Friday, 13 November 2009
Blog Interview: KandiceInWonderland
How long has your Etsy shop been open?
Since November 2008
How did you get into crafting?
I’ve always enjoyed creating various things, but have done more and more with bookmaking over the past few years.
How did Etsy come into your life?
An ebay seller (may have been poetsummer) had a link to her etsy store that I followed - loved the idea of the site right away.
What was your involvement in the crafting world before stumbling upon Etsy?
For many years I’ve made one-of-a-kind books for friends, usually to celebrate a particular special event, or sometimes to commemorate a lost pet or loved one. However, most of my creative energy went into my classical singing/teaching/performing career as well as flower gardening until 2000 when severe M.E. and congestive heart failure put a halt to anything very physical. Little by little I turned toward book projects, keeping them simple to allow for my limited veritcality, but looking for ways to keep them as creative as possible. My BonnyBrooch&ButtonBooks line has been a fun creation, and a way to make more general books while still having each be unique.
Tell us about your shop: Does anyone help you?
It’s all my baby. I love that there is so much shop-keeping that can be done in bed on my laptop. When I can be up I make books a little at a time, then photograph them. Then I can spend time writing the poems and prose descriptions for each book that I include in each listing during the many hours my heart requires me to be horizontal. I also do all of my researching/photoshopping of public domain images and poetry for my Dates to Remember books when I’m bedridden, which is wonderfully engaging.

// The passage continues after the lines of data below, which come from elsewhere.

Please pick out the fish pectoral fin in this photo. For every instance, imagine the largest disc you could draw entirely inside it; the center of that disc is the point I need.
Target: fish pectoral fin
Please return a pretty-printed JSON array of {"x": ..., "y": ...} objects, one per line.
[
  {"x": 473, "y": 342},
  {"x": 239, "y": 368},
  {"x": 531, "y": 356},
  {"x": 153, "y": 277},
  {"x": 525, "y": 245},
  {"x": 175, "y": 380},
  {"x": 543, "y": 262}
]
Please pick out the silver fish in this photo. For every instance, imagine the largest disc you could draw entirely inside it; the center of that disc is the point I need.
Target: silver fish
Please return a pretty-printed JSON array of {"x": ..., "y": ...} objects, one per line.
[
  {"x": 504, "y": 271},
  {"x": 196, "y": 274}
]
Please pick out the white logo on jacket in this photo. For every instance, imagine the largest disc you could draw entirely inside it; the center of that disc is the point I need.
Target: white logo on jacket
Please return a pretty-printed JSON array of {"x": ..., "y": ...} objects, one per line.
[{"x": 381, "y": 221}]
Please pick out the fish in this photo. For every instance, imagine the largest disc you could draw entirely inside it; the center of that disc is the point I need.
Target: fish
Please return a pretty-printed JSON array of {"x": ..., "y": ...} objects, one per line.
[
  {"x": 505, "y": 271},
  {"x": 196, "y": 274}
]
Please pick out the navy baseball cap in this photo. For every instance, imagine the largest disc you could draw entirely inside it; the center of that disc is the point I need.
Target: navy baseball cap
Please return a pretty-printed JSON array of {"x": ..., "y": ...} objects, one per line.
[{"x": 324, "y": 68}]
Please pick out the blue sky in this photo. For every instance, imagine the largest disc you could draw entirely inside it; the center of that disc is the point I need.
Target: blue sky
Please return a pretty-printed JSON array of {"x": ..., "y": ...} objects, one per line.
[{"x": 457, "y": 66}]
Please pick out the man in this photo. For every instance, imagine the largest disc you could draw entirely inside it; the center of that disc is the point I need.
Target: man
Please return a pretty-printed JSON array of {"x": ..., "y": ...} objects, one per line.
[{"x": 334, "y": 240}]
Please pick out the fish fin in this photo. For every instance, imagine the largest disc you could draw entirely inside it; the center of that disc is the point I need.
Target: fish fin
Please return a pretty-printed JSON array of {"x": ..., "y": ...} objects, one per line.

What advice would you give to newbies on Etsy or in the crafting world?
Make something that you love!
What's the most challenging part of your crafting?
I would love to have more vertical time. If my health ever allowed it would be fun to take a book-making class and experiment with making more of my own materials.
Do you show your work locally?
A beautiful little local shop carries a few of my books
Famous last words?
It’s the wrong trousers! (Wallace & Gromit); I don’t think that word means what you think it means . . . (Princess Bride); No one expects the Spanish Inquisition! (Monty Python)
How did you get interested in bookmaking?
I’ve always loved beautiful books, especially one-of-a-kind books, and volumes of poetry and art. One of the first books I made was a compilation of my nephew’s poetry which I illustrated with collaged images, followed by a book for a friend about birds (her favorite subject), full of illustrations and poetry that I hand-lettered, and bound with some ribbon that had been her mothers.
How long have you been crafting? Bookmaking?
I don’t remember a time when I wasn’t engaged in some sort of creative endeavor, from sewing to sketching, designing gardens to designing music program covers and posters. I suppose my love of poetry which blossomed more throughout my years of singing settings of poems lended itself naturally to wanting to somehow bind the words and essential feeling of a poetic experience, if that makes any sense. Romantic, quirky, provocative, whimsical, awe-inspiring - I love the idea of embracing many different moods and somehow capturing or expressing one of them in a book.
What is your favorite stitch/technique?
For now, I make accordion books and little hardcover books with one hand-sewn signature.
What is the one tool or supply that you couldn't live without?
My papercutter. Also my “awl” my husband made for me of a large needle secured in an exacto-knife handle.
Materials you use for your books?
Various papers, from heavy cotton printmaking paper, to scrapbooking and Etal metal infused paper, to handmade and Japanese papers, etc; bookboard, PVA glue, silk, velvet, satin, chiffon, grosgrain, and hand-dyed ribbon and fabric, antique and vintage buttons and brooches, shells and found objects
What inspires you?
Birdsong, moving words, humor, great souls, fragrant flowers, rich textures, scientific breakthroughs, transcendent music, tolerance, paint strokes, fresh fruit, old photographs, generosity, the sea, the joy of witnessing the wide variety of creative expression all around me
Who is your crafting hero?
Not technically “crafters”, but, Claude Monet for his gardens, Vincent Van Gogh for his valor as much as his viscerally beautiful work, and Beatrice Wood for her joie de vivre and continual engagement with her craft.
I love eating simple, whole foods . . . but every once-in-awhile I crave creamy frosting flowers from a cheap-trashy-grocery-store birthday cake!